With VANOC's $700,000 contribution, and negotiations with the contractor, Whistler Excavations, Barratt said he managed to shave off roughly $850,000 in project costs. But, the municipality has to come to the table too.

Whistler's contribution was to come from the $900,000 contingency fund in the $4.6 million budget to pave lots 1, 2 and 3. That would leave almost $300,000 in the fund for any unforeseen costs.

"It's distinctly reducing our contingency but I'm not looking for any additional funds to complete the project at this time," project manager James Hallisey told council.

That wasn't the point, according to some councillors. Money from that fund, if leftover, was to flow back into the municipality's general fund.

"I'm not in favour of supporting this either," said Councillor Ralph Forsyth.

"This is directly on the back of the resident taxpayers. It is money that we could save."

Acting Mayor Grant Lamont echoed that sentiment.

Three of the five council members at the meeting were not in favour of the deal as first presented Tuesday (Mayor Ken Melamed and Councillor Ted Milner were not in attendance).

Councillor Tom Thomson, however, argued in favour of paving Parking Lot 4. We like to use the term "premier resort community" he said.

"We rely on rubber tire traffic to get here... and we treat them like dogs," said Thomson, referring to the potholes in the day lots. "I saw this as a chance to get a reasonably good deal..."

Paving the lot would also cut down on the dust generated by the gravel surface, he said.

Councillor Chris Quinlan urged staff to calculate the possible long-term savings of paving the lot. According to Hallisey, maintaining a paved lot is cheaper than maintaining a gravel lot.

"Do you think you could build a case for that?" asked Quinlan of Hallisey. "That's information that I would like to see."

If paved, Lot 4 is not on the radar to become pay parking as are Lots 1, 2 and 3.

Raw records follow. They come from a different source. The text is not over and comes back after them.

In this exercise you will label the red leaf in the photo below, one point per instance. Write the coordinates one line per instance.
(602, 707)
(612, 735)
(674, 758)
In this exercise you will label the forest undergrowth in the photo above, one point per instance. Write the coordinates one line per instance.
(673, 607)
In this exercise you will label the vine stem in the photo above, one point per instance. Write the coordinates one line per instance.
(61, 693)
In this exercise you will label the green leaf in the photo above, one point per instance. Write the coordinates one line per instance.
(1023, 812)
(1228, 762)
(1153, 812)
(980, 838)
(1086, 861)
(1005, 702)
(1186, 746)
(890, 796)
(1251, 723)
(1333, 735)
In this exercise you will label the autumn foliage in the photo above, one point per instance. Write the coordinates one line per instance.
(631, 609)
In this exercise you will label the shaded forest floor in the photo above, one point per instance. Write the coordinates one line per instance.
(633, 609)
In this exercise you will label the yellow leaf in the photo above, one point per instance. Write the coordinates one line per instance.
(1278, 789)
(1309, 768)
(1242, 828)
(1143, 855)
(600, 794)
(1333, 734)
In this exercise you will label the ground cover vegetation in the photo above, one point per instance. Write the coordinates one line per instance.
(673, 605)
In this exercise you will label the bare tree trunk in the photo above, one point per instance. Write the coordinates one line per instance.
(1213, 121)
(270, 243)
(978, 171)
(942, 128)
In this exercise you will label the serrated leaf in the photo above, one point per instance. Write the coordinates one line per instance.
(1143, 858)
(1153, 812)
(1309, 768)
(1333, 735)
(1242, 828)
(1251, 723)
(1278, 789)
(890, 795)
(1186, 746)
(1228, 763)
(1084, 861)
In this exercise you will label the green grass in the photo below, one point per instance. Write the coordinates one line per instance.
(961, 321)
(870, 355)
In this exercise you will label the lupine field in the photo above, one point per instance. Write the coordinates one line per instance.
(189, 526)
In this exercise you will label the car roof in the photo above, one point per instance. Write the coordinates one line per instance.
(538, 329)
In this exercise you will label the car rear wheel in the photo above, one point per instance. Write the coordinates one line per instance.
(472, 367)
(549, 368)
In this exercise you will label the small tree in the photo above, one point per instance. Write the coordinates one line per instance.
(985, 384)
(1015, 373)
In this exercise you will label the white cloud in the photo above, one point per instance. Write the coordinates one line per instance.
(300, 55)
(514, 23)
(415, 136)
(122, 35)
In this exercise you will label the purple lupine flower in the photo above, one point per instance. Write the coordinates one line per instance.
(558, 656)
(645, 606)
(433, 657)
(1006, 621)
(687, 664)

Pay parking will be implemented on those lots in summer 2010, and is expected to generate more than $2 million revenue annually. Part of that take-in will cover the costs of maintaining the lots. Roughly half of the take-in will go back into reserves to re-pay the capital costs over time.

Lot 4 will not generate that revenue.

And while he supports the concept of pay parking in general, Zeidler later said he had no comfort that Lot 4 would remain free parking in the years to come.

It still rankles that the previous council, of which Zeidler was a member, was never part of the decision-making process to implement pay parking, one of the most controversial decisions in the last term, judging by the public ire.

"I never got asked about it... and that was always a thorn in my side," he said at the meeting.

With a suggestion from staff, council voted to defer its decision on the Lot 4 deal until the long-term cost analysis was complete.

After voting to defer the decision, Zeidler put forward a strongly worded motion saying that any future administrative reports to council must include the analysis of the lifetime costs of the capital project.

If it doesn't, he said: "I will simply leave the room."